For this purpose I think it would be sufficient to simply turn all windows opaque with a light gray texture and being able to enable and disable that with a configurable key command. Actually simulating foggles with a tiny sliver of visibility that follows your head motion would also be neat, but seems like a lot more work to implement, so it would delay implementing that feature.

Does anyone agree?

you could just tilt your vision forward and zoom in a bit so that you only see the cockpit, and nothing outside, and tilt back up at minimums. I don’t see the need for any special settings for this.

Only works in some aircraft, in many cases you still see a view out the side windows.

The headlamp is very cool. Seems like the hood would just be a variation of that, but beyond my programing skills. I would try it if it were available, but it’s pretty easy to set TrackIr for this.

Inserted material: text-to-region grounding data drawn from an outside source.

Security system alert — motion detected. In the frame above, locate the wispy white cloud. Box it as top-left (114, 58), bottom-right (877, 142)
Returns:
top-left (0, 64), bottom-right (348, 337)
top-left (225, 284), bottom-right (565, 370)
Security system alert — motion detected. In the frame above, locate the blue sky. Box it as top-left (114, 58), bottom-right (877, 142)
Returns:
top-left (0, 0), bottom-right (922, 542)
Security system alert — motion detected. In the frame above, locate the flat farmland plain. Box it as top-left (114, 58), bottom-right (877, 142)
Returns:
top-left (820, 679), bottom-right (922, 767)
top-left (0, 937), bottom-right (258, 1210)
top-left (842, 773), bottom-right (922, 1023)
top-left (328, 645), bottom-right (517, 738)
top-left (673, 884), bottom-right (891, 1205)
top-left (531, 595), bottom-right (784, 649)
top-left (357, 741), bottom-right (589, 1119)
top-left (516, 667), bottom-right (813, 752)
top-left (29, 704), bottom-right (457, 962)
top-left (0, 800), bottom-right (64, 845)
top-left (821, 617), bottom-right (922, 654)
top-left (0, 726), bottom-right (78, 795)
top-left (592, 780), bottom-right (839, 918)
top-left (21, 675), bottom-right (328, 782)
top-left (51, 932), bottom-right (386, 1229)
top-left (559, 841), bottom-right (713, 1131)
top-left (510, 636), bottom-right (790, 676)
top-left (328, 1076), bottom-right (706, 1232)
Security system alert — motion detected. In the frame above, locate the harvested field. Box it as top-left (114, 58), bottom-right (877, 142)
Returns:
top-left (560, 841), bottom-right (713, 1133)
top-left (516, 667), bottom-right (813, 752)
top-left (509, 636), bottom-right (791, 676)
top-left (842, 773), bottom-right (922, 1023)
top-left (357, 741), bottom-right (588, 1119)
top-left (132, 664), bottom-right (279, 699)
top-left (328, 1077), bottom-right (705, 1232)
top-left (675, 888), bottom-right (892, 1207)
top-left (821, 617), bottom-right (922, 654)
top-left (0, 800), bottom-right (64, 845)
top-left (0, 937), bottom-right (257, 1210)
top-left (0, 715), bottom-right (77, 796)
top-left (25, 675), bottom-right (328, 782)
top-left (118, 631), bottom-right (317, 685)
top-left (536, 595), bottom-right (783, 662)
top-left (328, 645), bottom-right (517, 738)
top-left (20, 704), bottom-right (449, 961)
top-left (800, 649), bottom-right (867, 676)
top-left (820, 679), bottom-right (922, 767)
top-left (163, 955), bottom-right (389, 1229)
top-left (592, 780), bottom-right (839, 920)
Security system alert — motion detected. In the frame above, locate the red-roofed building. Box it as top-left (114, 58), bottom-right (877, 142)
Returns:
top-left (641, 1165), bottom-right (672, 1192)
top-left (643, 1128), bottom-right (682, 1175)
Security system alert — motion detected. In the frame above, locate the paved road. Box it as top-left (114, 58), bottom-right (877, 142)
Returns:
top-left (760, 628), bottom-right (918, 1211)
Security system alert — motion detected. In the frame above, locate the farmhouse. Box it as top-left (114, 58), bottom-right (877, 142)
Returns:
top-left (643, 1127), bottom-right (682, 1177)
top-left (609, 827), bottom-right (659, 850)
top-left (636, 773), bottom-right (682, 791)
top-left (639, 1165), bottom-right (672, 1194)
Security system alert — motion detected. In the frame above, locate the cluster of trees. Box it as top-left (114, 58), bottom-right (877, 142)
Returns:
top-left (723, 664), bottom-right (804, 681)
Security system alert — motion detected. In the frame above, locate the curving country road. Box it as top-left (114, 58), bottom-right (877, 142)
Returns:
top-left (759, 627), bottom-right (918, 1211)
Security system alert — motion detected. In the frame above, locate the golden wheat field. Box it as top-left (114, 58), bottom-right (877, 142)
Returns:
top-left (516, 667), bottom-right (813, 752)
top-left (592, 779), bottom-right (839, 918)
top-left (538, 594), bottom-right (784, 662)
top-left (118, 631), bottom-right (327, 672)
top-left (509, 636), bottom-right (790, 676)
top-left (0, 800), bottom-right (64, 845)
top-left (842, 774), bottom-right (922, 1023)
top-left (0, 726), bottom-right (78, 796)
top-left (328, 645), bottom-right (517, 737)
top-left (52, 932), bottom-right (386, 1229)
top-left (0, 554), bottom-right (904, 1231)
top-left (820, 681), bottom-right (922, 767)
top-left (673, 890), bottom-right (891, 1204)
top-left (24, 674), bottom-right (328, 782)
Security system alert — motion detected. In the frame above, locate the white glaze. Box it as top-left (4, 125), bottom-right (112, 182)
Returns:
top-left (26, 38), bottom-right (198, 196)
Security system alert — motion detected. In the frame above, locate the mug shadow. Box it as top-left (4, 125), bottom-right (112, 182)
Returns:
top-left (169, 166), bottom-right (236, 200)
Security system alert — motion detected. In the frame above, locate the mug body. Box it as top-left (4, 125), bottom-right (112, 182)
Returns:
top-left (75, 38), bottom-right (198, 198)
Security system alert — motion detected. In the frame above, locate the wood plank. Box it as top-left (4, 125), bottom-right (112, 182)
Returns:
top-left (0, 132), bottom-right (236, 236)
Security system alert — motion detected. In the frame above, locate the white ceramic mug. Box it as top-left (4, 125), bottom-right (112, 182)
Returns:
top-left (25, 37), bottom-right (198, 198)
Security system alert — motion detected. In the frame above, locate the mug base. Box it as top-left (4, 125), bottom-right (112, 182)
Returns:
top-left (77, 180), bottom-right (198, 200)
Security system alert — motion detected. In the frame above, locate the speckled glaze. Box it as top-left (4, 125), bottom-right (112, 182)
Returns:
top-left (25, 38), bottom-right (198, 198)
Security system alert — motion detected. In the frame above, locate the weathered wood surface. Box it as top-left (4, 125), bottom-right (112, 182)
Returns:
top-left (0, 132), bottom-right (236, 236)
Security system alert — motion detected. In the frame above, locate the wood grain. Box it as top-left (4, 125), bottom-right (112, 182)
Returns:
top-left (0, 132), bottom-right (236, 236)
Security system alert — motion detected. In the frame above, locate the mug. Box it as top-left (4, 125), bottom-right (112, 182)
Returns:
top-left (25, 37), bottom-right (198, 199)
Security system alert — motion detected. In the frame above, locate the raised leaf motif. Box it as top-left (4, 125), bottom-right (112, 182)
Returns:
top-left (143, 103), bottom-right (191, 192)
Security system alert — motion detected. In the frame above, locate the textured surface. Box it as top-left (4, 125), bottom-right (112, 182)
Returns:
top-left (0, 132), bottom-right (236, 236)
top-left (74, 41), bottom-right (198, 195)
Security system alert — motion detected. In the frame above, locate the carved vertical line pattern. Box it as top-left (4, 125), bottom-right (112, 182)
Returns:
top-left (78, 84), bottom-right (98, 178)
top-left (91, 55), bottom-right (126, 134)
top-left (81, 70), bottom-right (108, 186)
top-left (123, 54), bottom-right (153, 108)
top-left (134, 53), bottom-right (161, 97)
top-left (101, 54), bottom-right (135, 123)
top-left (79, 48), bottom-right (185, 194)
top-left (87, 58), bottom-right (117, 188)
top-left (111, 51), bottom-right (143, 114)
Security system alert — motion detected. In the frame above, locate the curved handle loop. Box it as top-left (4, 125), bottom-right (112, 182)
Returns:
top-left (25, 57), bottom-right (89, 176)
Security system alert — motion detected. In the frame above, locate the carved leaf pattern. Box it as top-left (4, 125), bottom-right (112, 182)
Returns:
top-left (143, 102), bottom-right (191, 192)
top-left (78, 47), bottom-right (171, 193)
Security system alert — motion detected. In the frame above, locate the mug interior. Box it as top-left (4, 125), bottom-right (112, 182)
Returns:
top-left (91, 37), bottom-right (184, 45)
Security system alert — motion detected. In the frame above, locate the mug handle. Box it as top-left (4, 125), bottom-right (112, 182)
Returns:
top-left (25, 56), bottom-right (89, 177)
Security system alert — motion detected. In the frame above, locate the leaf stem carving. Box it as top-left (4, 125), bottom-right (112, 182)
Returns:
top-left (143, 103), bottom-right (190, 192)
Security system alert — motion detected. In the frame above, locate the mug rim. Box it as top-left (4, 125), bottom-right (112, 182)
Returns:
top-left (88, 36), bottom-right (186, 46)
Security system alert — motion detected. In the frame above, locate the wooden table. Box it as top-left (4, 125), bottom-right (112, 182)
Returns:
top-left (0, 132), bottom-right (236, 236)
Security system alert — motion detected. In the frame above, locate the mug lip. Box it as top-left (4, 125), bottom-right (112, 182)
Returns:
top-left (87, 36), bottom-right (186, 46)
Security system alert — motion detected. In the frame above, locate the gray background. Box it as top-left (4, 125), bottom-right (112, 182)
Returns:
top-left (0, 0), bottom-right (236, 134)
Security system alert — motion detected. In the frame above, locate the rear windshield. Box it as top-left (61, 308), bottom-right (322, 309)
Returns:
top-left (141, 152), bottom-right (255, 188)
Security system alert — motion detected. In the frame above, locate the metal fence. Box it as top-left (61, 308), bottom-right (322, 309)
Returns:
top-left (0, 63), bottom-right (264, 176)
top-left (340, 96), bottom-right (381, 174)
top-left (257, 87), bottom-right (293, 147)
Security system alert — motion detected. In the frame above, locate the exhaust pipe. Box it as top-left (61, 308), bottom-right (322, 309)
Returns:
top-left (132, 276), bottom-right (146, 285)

Honestly, I have to put a plug in for REX Weather here… I often have to “break out of the clouds” from just having its real weather injecting into the sim… foggles not needed :slight_smile:

SoFly has done a very good job with their WX Presets. They have as close to a zero-zero visibility setting that I’ve not seen the Live Weather engine generate yet.

I practice IFR every time I sim. I credit flight simulator a lot for me passing my IFR check ride back in 2007. It was watch the King CD courses and spend literally hours on my simulator. Naturally… the sim has seriously improved since then…but there’s still a great way to practice IFR without being “under the hood”…Night flying! Pick a airport that has at least a RNAV approach and is fairly isolated. In the DFW area I used (still do) Midlothian KJWY Mid-Way regional. Most night flying… unless you are over a major city or urban area… you can’t see much at all. Over water it’s pure blackout. Spacial disorientation is the pilot killer (killed more doctors than a V tail Bonanza ever did!) and IFR’s worst enemy. You learn quickly to trust your instruments. Hardest part of IFR in real life for me was learning holding patterns…and entering correctly. It was a piece of cake after I purchased my 07 Skylane with a G1000 …but my check ride was in a 172sp with steam gauges. And I couldn’t use my GPS. Fog is also great. True IFR Practice doesn’t mean popping out at decision height and landing…we all can do that…it’s going missed and correctly flying to your designated holding pattern AND maintaining it. Do it incorrectly, and you can expect ATC to give you a phone number to call.
A while back I had a controller give me a new vectored heading in a missed approach (several aircraft were already “stacked”) to a way point and holding pattern that was not on the plates (map). Try that for information overload! Yes…I entered it wrong…but quickly corrected. The controller commented…“nice correction”.

To remain current, instrument rated pilots have to put in a number of hours every year flying IFR in IMC (real or simulated), including a number of ILS approaches. I tried that in MSFS, worked OK, but there’s a problem. In RW, to practice flying using instruments only, the pilot wears a hood that blocks the outside view. In MSFS that’s not practical. My suggestion:

Provide a way to blank out the external view & display only the instrument panel.

Hitting CTRL-1 fills my display with just the instrument panel, with no view outside. This accomplishes what I was after reasonably well.